Functional Fitness is the focus of building and maintaining a body capable of doing real life positions and movements, not just lifting a certain amount of weight in an ideal posture etc.
For an example, yesterday, a client of mine was telling me how she went on a beautiful hike this past weekend and half way through the hike she had to cross over a stack of jammed logs to cross a creek and reach the other side. She was a bit hesitant because the logs had been slippery from the rain making it extra difficult to maneuver over and under logs without hurting herself or risk falling into the creek! So, to make a long story short, my client was able to use her upper body strength to lift and lower herself amongst the logs and her flexibility training had come in use to step-up and over the pile to arrive safely to the other side.
I was grinning with joy to hear her using her fitness for functional activities that she truly enjoys doing!
This is why Functional Fitness is the name of the game in my eyes. If my client from the story above had only been working towards say… ‘Cardio Endurance’ such as cycling or running, she might not have had the physical strength, flexibility and stability to make her way across the creek. Sure, she might have had no problem doing a 30 mile hike of flat terrain, but really - again, it all comes down to, is it relevant to her everyday life? Maybe it is, but lets be honest, for most people it’s not.
Power lifting, Body Building, Cross fit, Marathons etc. can be beneficial for some of us, yes. But, from my experience of partaking and working with individuals that participate in these advanced activities, it’s a high risk. I’ve seen countless amounts of acute and chronic injuries due to these extreme fitness activities, which leaves these individuals not only with a banged up bod but also a long journey ahead to recover.

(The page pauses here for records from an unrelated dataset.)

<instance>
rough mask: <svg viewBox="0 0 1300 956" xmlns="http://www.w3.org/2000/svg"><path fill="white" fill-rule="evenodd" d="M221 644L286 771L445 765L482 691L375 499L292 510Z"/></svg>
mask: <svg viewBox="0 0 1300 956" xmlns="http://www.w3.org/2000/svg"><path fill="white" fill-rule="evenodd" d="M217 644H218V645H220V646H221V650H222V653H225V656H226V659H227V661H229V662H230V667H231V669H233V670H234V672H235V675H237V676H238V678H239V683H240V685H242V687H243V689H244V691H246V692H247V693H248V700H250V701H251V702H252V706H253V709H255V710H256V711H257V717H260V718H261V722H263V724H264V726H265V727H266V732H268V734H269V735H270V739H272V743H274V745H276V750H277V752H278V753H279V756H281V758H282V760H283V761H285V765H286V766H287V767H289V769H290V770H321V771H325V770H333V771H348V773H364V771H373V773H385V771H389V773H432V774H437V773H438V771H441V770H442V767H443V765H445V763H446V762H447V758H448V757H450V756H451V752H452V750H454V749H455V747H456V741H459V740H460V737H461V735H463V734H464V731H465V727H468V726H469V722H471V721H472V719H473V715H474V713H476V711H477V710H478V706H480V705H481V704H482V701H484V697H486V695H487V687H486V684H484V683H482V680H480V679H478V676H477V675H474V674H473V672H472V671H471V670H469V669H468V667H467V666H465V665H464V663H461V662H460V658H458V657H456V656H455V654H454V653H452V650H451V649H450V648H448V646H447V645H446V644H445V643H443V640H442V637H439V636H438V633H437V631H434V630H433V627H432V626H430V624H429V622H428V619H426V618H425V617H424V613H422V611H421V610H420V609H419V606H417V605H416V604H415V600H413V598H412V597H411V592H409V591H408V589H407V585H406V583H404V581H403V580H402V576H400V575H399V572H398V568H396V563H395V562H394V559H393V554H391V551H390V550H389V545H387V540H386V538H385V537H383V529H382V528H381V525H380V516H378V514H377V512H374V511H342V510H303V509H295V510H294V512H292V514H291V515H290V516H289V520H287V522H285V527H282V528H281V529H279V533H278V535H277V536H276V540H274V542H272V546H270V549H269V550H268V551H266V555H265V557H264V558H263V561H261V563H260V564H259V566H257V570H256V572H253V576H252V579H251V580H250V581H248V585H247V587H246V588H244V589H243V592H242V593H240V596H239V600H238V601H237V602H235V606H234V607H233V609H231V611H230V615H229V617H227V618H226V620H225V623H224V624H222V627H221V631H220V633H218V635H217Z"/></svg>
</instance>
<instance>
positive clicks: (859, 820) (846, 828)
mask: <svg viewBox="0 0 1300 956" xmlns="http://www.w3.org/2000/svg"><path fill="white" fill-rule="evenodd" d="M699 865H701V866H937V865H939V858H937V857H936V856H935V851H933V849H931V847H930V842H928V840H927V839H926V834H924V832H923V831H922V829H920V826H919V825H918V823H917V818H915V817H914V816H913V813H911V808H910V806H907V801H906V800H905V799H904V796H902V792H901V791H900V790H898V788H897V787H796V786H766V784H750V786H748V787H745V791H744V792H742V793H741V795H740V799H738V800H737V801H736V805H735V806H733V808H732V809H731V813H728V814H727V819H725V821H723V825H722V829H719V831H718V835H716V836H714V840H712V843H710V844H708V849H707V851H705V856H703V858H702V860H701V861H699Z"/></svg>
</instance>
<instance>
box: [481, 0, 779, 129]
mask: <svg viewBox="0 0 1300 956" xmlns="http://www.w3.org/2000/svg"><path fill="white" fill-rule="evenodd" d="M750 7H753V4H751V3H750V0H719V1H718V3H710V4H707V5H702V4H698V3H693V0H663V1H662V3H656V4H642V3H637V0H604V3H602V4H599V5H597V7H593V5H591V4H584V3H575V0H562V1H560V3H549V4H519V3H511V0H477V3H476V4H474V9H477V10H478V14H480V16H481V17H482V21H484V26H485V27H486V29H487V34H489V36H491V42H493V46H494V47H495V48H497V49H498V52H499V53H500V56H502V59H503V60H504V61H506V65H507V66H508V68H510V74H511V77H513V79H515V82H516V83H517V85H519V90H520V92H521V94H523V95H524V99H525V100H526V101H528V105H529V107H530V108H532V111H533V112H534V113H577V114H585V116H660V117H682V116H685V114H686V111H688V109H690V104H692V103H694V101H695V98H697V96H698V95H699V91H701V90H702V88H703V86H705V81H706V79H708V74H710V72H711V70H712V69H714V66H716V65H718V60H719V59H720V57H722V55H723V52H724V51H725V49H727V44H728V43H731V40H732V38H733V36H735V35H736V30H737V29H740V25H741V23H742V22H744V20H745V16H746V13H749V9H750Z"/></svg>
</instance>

Now, you might ask “Well if they’re doing these advanced forms of activities, aren’t they in good enough shape to be doing it anyways? Some Yes, but honestly - most No. The majority of individuals get into these activities because they see other people doing them, and they ‘look’ healthy. I would know - I’ve done it as well! They'll jump into 'the next best thing' without having a strong base of support that provides them a general fitness level to partake in the activity safely.
Not a smart idea in my book.
But what most of us don’t understand are the long term effects on the body of doing these ‘extreme’ forms of fitness. These people end up retiring from these activities because it’s too hard on their bodies and they need to slow down for the sake of their health. With wrecked shoulders, bad knees, cervical and spine issues, they have no other option but to literally back off.
This is when they seek functional fitness enthusiasts, like me. We help re –build and realign their physiques back to a natural state, so that they can continue forward with their lives and not deal with pain or risk being immobile later down the road.
If we go into our workouts with only the motivation of weight-loss, ripped abs, or winning in our next Figure Competition, what are we really gaining from our ‘healthy lifestyles’? I would even honestly ask the question- “Am I actually being healthy?” Because when we zoom into our only topic in our lives and only focus there, we lose sight of the big picture. That’s when the imbalances take place and not only within our bodies, but also in our minds.
Our fitness regimens need to be looked at from a whole, not one short-term goal to the next. When we approach our ways of exercise with what supports our bodies for the long-term, we embrace balance and longevity for the road ahead.
So if you know and feel your body is a bit out of whack, I encourage you to take some time off from your workouts and let your body heal. Take that time of recovery to really think about where your want your body and mind to be when your moving through different stages of your life.
We all strive to live healthy, long and youthful lives, so let’s start treating our bodies with the gentleness and ease of just that.
Embrace stretching, walking, yoga and all the real-life, functional activities you still want to be doing later down the road.